Question

(a) Write an equation for a surface seismic wave moving along the \(-x\) -axis with amplitude \(2.0 \mathrm{cm},\) period \(4.0 \mathrm{s}\) and wavelength $4.0 \mathrm{km} .\( Assume the wave is harmonic, \)x\( is measured in \)\mathrm{m},$ and \(t\) is measured in \(\mathrm{s}\). (b) What is the maximum speed of the ground as the wave moves by? (c) What is the wave speed?

Short answer

Question: Write the equation of a surface seismic wave with a given amplitude of 2.0 cm, period of 4.0 s, and wavelength of 4.0 km, and determine its maximum ground speed and wave speed.
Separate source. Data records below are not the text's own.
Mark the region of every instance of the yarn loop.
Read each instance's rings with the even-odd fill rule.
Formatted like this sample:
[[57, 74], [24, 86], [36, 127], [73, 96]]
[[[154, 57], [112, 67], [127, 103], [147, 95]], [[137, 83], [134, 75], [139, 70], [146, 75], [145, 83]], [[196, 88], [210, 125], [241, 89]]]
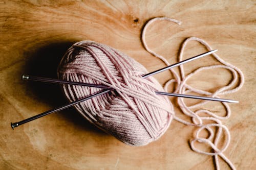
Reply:
[[[153, 77], [142, 75], [146, 69], [131, 58], [107, 45], [90, 41], [74, 44], [58, 68], [60, 79], [103, 84], [115, 90], [75, 106], [90, 122], [125, 143], [145, 145], [166, 131], [173, 117], [173, 108]], [[63, 85], [73, 102], [101, 89]]]

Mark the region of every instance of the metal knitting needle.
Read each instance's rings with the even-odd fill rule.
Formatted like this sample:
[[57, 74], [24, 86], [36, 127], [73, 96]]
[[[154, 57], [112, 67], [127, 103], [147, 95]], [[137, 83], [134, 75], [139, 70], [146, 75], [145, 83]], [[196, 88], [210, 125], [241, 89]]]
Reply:
[[[212, 54], [212, 53], [216, 52], [217, 51], [217, 50], [214, 50], [214, 51], [209, 51], [209, 52], [207, 52], [207, 53], [203, 53], [203, 54], [202, 54], [201, 55], [199, 55], [196, 56], [195, 57], [192, 57], [191, 58], [189, 58], [188, 59], [186, 59], [185, 60], [181, 61], [181, 62], [178, 62], [178, 63], [177, 63], [176, 64], [174, 64], [171, 65], [169, 66], [167, 66], [167, 67], [164, 67], [164, 68], [162, 68], [162, 69], [163, 69], [164, 70], [166, 70], [167, 69], [170, 69], [171, 68], [173, 68], [174, 67], [180, 65], [181, 64], [185, 63], [188, 62], [189, 61], [193, 61], [193, 60], [195, 60], [196, 59], [198, 59], [198, 58], [199, 58], [201, 57], [201, 55], [202, 56], [202, 57], [204, 57], [204, 56], [206, 56], [207, 55], [209, 55], [210, 54]], [[161, 70], [162, 70], [162, 69], [160, 69], [157, 70], [156, 70], [155, 71], [150, 72], [150, 73], [148, 73], [147, 74], [146, 74], [146, 75], [143, 76], [142, 78], [145, 78], [148, 77], [149, 77], [150, 76], [152, 76], [152, 75], [153, 75], [154, 74], [156, 74], [157, 73], [159, 73], [160, 72], [161, 72]], [[66, 109], [66, 108], [67, 108], [68, 107], [71, 107], [72, 106], [74, 106], [74, 105], [76, 105], [76, 104], [78, 104], [78, 103], [79, 103], [80, 102], [85, 101], [86, 101], [87, 100], [89, 100], [90, 99], [91, 99], [91, 98], [94, 98], [95, 96], [96, 96], [97, 95], [101, 95], [101, 94], [104, 94], [104, 93], [106, 93], [107, 92], [109, 92], [110, 91], [111, 91], [110, 89], [105, 89], [105, 90], [102, 90], [101, 92], [98, 92], [97, 93], [96, 93], [95, 94], [93, 94], [93, 95], [90, 95], [89, 96], [86, 97], [86, 98], [82, 98], [82, 99], [79, 99], [79, 100], [77, 100], [76, 101], [74, 101], [74, 102], [70, 103], [68, 105], [64, 105], [64, 106], [60, 106], [60, 107], [57, 107], [57, 108], [56, 108], [55, 109], [53, 109], [50, 110], [49, 111], [47, 111], [45, 112], [44, 113], [42, 113], [41, 114], [38, 114], [37, 115], [35, 115], [35, 116], [32, 116], [31, 117], [28, 118], [27, 119], [25, 119], [24, 120], [22, 120], [22, 121], [20, 121], [20, 122], [16, 122], [16, 123], [11, 123], [11, 126], [12, 127], [12, 128], [13, 129], [14, 129], [14, 128], [17, 127], [19, 126], [19, 125], [24, 124], [25, 124], [26, 123], [28, 123], [29, 122], [33, 120], [34, 120], [35, 119], [37, 119], [37, 118], [38, 118], [39, 117], [41, 117], [42, 116], [46, 116], [46, 115], [48, 115], [49, 114], [51, 114], [51, 113], [54, 113], [54, 112], [56, 112], [57, 111], [60, 111], [60, 110]]]
[[174, 96], [177, 96], [177, 97], [181, 97], [181, 98], [190, 98], [190, 99], [201, 99], [201, 100], [206, 100], [207, 101], [211, 101], [228, 102], [228, 103], [239, 103], [239, 102], [238, 102], [238, 101], [234, 101], [234, 100], [230, 100], [230, 99], [214, 98], [205, 97], [205, 96], [198, 96], [198, 95], [188, 95], [188, 94], [178, 94], [178, 93], [168, 93], [168, 92], [162, 92], [162, 91], [156, 91], [156, 93], [158, 94]]
[[148, 73], [148, 74], [144, 75], [143, 76], [143, 78], [145, 78], [148, 77], [149, 76], [151, 76], [154, 75], [155, 74], [161, 72], [162, 71], [165, 71], [166, 70], [170, 69], [172, 68], [173, 68], [173, 67], [179, 66], [179, 65], [181, 65], [181, 64], [183, 64], [186, 63], [187, 63], [187, 62], [188, 62], [189, 61], [191, 61], [198, 59], [199, 59], [200, 58], [201, 58], [201, 57], [207, 56], [208, 55], [210, 55], [211, 54], [212, 54], [214, 53], [215, 53], [217, 51], [218, 51], [218, 50], [214, 50], [210, 51], [209, 51], [208, 52], [200, 54], [199, 55], [197, 55], [196, 56], [193, 57], [192, 58], [188, 58], [187, 59], [186, 59], [185, 60], [181, 61], [180, 61], [180, 62], [179, 62], [178, 63], [175, 63], [175, 64], [172, 64], [172, 65], [168, 65], [167, 67], [164, 67], [164, 68], [162, 68], [161, 69], [158, 69], [157, 70], [154, 71], [153, 72]]
[[[49, 79], [49, 78], [46, 78], [39, 77], [35, 77], [35, 76], [29, 76], [29, 75], [23, 75], [22, 76], [22, 78], [23, 78], [23, 80], [33, 80], [33, 81], [38, 81], [46, 82], [53, 83], [81, 85], [81, 86], [83, 86], [98, 87], [98, 88], [100, 88], [114, 90], [114, 89], [113, 89], [111, 87], [109, 87], [107, 86], [103, 85], [95, 84], [87, 84], [87, 83], [81, 83], [81, 82], [72, 82], [72, 81], [66, 81], [66, 80]], [[162, 91], [156, 91], [156, 93], [157, 93], [158, 94], [161, 94], [161, 95], [166, 95], [181, 97], [181, 98], [190, 98], [190, 99], [195, 99], [206, 100], [212, 101], [217, 101], [217, 102], [228, 102], [228, 103], [239, 103], [238, 101], [233, 101], [232, 100], [230, 100], [230, 99], [220, 99], [220, 98], [210, 98], [210, 97], [201, 96], [198, 96], [198, 95], [184, 94], [168, 93], [168, 92], [162, 92]]]
[[86, 101], [87, 100], [92, 99], [92, 98], [94, 98], [94, 97], [96, 96], [97, 95], [103, 94], [105, 93], [106, 92], [109, 92], [110, 91], [110, 90], [105, 90], [101, 91], [99, 92], [98, 92], [98, 93], [95, 93], [94, 94], [91, 95], [89, 96], [88, 96], [88, 97], [86, 97], [84, 98], [82, 98], [82, 99], [79, 99], [76, 101], [74, 101], [74, 102], [70, 103], [68, 105], [63, 105], [63, 106], [61, 106], [60, 107], [58, 107], [56, 108], [48, 110], [48, 111], [46, 111], [44, 113], [36, 115], [35, 116], [28, 118], [26, 119], [25, 120], [23, 120], [22, 121], [15, 123], [11, 123], [11, 126], [12, 129], [14, 129], [15, 127], [16, 127], [19, 125], [21, 125], [22, 124], [24, 124], [27, 122], [33, 120], [34, 119], [40, 118], [41, 117], [46, 116], [48, 114], [51, 114], [52, 113], [54, 113], [54, 112], [58, 112], [59, 111], [62, 110], [63, 109], [67, 109], [67, 108], [70, 107], [72, 106], [74, 106], [74, 105], [77, 104], [79, 103], [80, 103], [80, 102], [82, 102], [83, 101]]
[[48, 82], [48, 83], [54, 83], [57, 84], [70, 84], [70, 85], [79, 85], [79, 86], [83, 86], [87, 87], [98, 87], [104, 88], [106, 89], [112, 89], [112, 88], [109, 87], [107, 86], [100, 85], [100, 84], [90, 84], [90, 83], [85, 83], [81, 82], [76, 82], [73, 81], [69, 81], [66, 80], [62, 80], [59, 79], [50, 79], [47, 78], [43, 78], [40, 77], [36, 77], [33, 76], [29, 76], [24, 75], [22, 76], [22, 80], [32, 80], [32, 81], [36, 81], [39, 82]]

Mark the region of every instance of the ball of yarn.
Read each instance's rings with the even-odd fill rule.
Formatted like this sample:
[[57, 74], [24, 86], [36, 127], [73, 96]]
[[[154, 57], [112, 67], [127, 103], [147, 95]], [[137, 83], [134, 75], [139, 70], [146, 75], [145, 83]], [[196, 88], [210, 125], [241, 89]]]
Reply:
[[[143, 145], [163, 135], [173, 117], [173, 107], [163, 91], [140, 63], [108, 45], [91, 41], [73, 44], [58, 69], [62, 80], [102, 84], [115, 90], [75, 105], [91, 123], [121, 141]], [[95, 87], [63, 85], [73, 102], [102, 90]]]

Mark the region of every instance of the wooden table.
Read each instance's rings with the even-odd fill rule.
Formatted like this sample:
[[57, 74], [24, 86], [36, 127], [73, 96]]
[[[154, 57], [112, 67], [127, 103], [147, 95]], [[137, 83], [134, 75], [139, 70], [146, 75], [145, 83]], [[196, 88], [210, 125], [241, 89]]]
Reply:
[[[14, 131], [10, 126], [11, 122], [67, 102], [59, 85], [24, 82], [20, 77], [27, 74], [56, 78], [58, 63], [75, 42], [91, 40], [108, 44], [128, 54], [149, 71], [164, 66], [145, 51], [140, 39], [145, 22], [161, 16], [183, 22], [180, 26], [158, 22], [147, 33], [149, 46], [169, 62], [177, 61], [186, 38], [196, 36], [218, 49], [224, 60], [244, 72], [245, 83], [242, 89], [222, 96], [240, 102], [230, 104], [231, 116], [223, 122], [232, 137], [224, 154], [239, 169], [256, 168], [255, 11], [255, 2], [250, 1], [2, 1], [0, 169], [214, 169], [211, 157], [189, 148], [188, 141], [196, 128], [176, 121], [160, 139], [141, 147], [126, 145], [106, 134], [73, 108]], [[191, 42], [185, 58], [205, 51], [202, 45]], [[187, 64], [185, 70], [214, 60], [211, 57], [204, 58]], [[163, 84], [170, 76], [166, 71], [155, 77]], [[202, 74], [190, 82], [214, 90], [228, 83], [230, 78], [229, 72], [220, 70]], [[188, 102], [194, 102], [191, 101]], [[212, 105], [215, 109], [219, 104]], [[177, 108], [176, 111], [182, 116]], [[220, 166], [228, 169], [221, 160]]]

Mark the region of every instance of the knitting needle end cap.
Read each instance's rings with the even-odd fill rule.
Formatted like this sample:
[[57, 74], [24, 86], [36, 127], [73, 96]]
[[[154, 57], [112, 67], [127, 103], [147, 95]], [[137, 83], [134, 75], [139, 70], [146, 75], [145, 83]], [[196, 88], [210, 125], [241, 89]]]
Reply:
[[11, 122], [11, 126], [12, 127], [12, 129], [14, 130], [14, 128], [16, 128], [16, 127], [18, 126], [18, 124], [17, 123], [15, 123], [13, 124]]
[[29, 80], [29, 75], [22, 75], [22, 80]]

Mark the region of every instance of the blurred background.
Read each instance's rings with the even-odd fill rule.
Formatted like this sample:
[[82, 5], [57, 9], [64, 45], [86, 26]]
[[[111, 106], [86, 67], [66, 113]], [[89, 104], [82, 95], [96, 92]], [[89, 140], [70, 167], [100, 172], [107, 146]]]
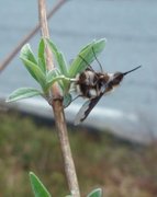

Answer: The equation of the surface seismic wave is \(y(x,t)= 0.02\,\text{m}\, \sin\left(\dfrac{2\pi}{4000} (-x) - \dfrac{2\pi}{4} t \right)\). The maximum ground speed is \(0.01\pi\, \text{m/s}\), and the wave speed is \(1000\, \text{m/s}\).

Step-by-step solution

Write the wave equation

First, we need to write the equation for the surface seismic wave. The general form of a harmonic wave equation is: \(y(x,t) = A \sin(kx - \omega t + \phi)\). In this exercise, we are given the amplitude, period, and wavelength, so we can find the wave number (\(k\)) and angular frequency (\(\omega\)) using the following formulas: \(k = \dfrac{2\pi}{\lambda}\) and \(\omega = \dfrac{2\pi}{T}\), where \(\lambda\) is the wavelength and \(T\) is the period. Using the given values, we have: \(A = 2.0\,\text{cm}=0.02\,\text{m}\); \(\lambda = 4.0\, \text{km} = 4000\,\text{m}\); \(T = 4.0\,\text{s}\) Now, let's calculate the wave number (\(k\)) and angular frequency (\(\omega\)): \(k=\dfrac{2\pi}{\lambda}=\dfrac{2\pi}{4000}\, \text{m}^{-1}\) and \(\omega=\dfrac{2\pi}{T}=\dfrac{2\pi}{4}\, \text{s}^{-1}\) Assuming the wave is harmonic and the phase constant (\(\phi\)) is \(0\), we can write the wave equation: \(y(x,t)= 0.02\,\text{m}\, \sin\left(\dfrac{2\pi}{4000} x - \dfrac{2\pi}{4} t \right)\) Since the wave is moving along the \(-x\) -axis, we can modify the equation to: \(y(x,t)= 0.02\,\text{m}\, \sin\left(\dfrac{2\pi}{4000} (-x) - \dfrac{2\pi}{4} t \right)\).

Compute the maximum ground speed

The maximum ground speed (i.e., particle speed) can be obtained by computing the derivative of the wave function \(y(x,t)\) with respect to time (\(t\)) and setting \(x=0\): \(V_{max} = \left|\dfrac{\partial y(x,t)}{\partial t}\right|_{x=0}\) We differentiate the wave function with respect to time: \(\dfrac{\partial y(x,t)}{\partial t} = -0.02(\dfrac{2\pi}{4})\,\text{m}\, \cos\left(\dfrac{2\pi}{4000} (-x) - \dfrac{2\pi}{4} t \right)\) Evaluate the expression for the maximum ground speed at \(x=0\): \(V_{max} = \left| -0.02(\dfrac{2\pi}{4})\,\text{m}\, \right| = 0.01\pi\, \text{m/s}\) The maximum ground speed as the wave moves by is \(0.01\pi\, \text{m/s}\).

Determine the wave speed

Finally, to determine the wave speed (\(v\)), we can use the equation: \(v = \dfrac{\lambda}{T}\) Using the given values, we have: \(v = \dfrac{4000\,\text{m}}{4\,\text{s}}= 1000\,\text{m/s}\) The wave speed is \(1000\, \text{m/s}\).